This past weekend I had the pleasure of setting up a new Mac for nearby neighbor. It’s always a fun exercise to open up a new Mac, start it up for the first time, setup specific apps and settings, and then begin the fun of recommending and installing apps that new Mac users are likely to learn to love.
In this case, though, my neighbor had used Macs years ago, got stuck with a Windows PC notebook at work (and home) for a few years, but made his way back to his computing roots. One of his biggest concerns, believe it or not, was not the dearth of malware protection apps and utilities for the Mac, but the wide number of Mac browsers.
Without giving much consideration to the inherit time suck a discussion on browsers could bring, I just went down the list. Most Mac users stick with Safari. Next on the list is Google’s Chrome. After that it’s Mozilla’s venerable Firefox, a few percent of Mac users who take on the various Opera flavors and after that, not much.
I made the mistake of downloading SeaMonkey for my neighbor to look at because he remembered the good old days of Netscape Navigator and Netscape Communicator the latter of which was packed with useful features not found in today’s crop of browsers.
But are not today’s Mac browsers stuffed with more features than most of us would ever use?
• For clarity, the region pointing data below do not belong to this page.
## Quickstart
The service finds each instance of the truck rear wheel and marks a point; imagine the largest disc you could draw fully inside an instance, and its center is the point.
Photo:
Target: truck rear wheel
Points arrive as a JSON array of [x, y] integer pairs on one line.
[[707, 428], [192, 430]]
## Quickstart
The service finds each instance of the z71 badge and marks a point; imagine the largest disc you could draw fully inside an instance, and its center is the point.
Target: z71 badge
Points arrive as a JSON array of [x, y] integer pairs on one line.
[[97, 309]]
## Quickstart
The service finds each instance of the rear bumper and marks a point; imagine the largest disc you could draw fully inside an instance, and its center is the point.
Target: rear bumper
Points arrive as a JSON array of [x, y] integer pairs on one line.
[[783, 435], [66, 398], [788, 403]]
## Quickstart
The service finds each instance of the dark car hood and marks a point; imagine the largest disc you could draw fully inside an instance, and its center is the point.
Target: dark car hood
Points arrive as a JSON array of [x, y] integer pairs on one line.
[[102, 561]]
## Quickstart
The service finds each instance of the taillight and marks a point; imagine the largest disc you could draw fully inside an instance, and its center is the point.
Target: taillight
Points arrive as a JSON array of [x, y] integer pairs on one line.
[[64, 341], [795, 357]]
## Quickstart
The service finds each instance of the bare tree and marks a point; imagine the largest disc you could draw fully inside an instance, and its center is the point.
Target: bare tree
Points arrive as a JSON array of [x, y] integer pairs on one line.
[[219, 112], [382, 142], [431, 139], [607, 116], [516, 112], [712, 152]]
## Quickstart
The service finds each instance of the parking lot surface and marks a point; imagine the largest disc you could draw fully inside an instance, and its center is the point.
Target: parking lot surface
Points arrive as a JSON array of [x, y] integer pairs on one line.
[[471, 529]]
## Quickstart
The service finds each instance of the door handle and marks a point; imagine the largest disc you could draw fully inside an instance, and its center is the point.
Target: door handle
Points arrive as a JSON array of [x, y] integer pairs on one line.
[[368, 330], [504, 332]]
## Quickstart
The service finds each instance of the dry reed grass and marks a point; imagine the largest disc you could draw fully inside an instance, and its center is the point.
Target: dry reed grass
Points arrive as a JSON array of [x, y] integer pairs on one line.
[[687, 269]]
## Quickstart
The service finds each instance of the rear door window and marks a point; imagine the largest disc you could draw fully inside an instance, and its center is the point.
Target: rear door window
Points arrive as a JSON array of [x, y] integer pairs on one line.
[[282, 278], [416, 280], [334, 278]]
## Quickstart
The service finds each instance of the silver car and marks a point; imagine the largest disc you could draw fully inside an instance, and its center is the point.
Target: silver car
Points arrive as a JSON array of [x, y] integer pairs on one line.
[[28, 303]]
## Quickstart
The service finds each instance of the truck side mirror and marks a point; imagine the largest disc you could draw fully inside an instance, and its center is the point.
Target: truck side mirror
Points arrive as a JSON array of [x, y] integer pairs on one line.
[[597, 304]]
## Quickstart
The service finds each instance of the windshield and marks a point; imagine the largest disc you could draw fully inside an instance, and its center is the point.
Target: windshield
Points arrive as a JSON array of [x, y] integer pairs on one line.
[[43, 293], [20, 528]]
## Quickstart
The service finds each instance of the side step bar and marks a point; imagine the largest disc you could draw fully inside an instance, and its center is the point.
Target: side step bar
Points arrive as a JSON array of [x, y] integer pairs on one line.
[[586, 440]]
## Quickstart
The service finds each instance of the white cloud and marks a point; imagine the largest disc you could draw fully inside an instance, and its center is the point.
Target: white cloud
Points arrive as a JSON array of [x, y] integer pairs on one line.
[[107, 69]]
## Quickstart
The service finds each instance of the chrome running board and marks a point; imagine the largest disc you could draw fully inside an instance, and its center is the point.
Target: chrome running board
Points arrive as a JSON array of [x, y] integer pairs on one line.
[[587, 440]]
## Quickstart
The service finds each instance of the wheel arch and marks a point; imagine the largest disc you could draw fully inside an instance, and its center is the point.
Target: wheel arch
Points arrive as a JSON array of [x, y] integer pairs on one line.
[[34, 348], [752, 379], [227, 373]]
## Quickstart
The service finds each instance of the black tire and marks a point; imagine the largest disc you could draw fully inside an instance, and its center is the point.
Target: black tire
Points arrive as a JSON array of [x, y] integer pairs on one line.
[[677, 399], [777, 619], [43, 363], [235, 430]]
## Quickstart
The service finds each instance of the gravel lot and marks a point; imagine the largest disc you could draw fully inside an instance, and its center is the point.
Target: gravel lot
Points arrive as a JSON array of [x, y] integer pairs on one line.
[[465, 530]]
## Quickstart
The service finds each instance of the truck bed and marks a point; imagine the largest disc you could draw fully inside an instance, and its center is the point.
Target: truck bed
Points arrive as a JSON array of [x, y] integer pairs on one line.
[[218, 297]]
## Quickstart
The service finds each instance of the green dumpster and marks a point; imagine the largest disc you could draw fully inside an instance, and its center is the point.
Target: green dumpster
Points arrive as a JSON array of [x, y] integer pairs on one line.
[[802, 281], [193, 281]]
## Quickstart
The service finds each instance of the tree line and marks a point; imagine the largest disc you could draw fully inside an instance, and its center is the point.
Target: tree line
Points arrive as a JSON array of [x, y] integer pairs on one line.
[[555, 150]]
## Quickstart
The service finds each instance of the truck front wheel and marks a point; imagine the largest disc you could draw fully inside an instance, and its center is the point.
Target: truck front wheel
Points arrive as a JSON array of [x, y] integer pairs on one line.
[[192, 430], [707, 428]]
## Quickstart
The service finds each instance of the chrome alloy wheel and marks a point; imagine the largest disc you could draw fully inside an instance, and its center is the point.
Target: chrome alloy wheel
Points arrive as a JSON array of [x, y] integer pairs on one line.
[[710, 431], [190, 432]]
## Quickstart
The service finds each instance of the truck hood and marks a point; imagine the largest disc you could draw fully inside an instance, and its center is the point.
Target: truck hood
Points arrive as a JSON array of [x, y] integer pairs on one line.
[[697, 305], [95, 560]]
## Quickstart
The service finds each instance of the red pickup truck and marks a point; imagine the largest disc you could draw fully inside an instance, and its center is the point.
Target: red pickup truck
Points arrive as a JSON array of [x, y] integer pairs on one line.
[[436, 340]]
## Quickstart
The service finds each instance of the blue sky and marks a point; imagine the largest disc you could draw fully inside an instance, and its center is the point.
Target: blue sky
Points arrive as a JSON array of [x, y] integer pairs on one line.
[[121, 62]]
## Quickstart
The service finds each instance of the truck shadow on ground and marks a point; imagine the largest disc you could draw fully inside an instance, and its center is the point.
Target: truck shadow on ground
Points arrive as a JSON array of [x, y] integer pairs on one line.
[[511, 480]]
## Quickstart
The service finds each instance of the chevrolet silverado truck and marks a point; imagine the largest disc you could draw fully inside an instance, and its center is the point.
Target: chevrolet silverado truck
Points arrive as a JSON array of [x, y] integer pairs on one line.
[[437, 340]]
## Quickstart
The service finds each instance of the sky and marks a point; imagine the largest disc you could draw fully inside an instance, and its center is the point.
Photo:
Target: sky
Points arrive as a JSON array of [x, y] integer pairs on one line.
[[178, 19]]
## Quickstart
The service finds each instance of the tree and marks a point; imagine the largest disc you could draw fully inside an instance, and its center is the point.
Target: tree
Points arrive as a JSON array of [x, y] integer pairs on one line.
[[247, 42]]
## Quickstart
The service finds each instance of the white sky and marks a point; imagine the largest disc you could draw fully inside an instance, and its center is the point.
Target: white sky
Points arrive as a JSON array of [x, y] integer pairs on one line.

Mostly, yes. But SeaMonkey is a throwback to the Netscape days which did more. Yes, it was a browser, but it had Messenger built-in, and a favorite, email. That’s what sets SeaMonkey apart from Firefox, upon which it is based.
Everything you would expect in a 2016 browser on your Mac is mostly available in SeaMonkey. Tabbed browsing. Session Restore. Popup Blocker. Even colorful themes. But those are not the claim to fame. SeaMonkey has a tabbed email app built-in to the app, complete with junk mail controls, multiple account options, and gobs more that smack of a time machine return to Netscape’s glory days before being muscled out of business by the strong armed goons of Microsoft.
Get this. SeaMonkey even has IRC chat built-in, an HTML editor with CSS support, an RSS and Atom feed reader, and bunches more goods which help set it apart from other browsers. Since it’s based upon Firefox, SeaMonkey is fast and relatively secure, updated not as frequently, but updated regularly, and if it suffers from anything it’s not neglect as much as it is a diminishing user base. SeaMonkey is free but so are most other major browsers.
Beyond SeaMonkey the Mac landscape has more browsers than most of us need or would use. I’ve taken to using Chrome when Flash is a requirement, keeping Flash off Safari and Firefox. I’ve had to install some browser bookmark utilities to keep bookmarks in sync between browsers.
The state of Mac browsers is such that I tend to call the time we’re in now as The Golden Age of Browsers. They’re all good, all slightly different in personality, character, user interface, and function, but all render pages quickly and accurately, and all are updated regularly. With a few billion browser users in the world, the 1-percent or 2-percent garnered by Opera could amount to 100-million users who prefer a non-major browser experience.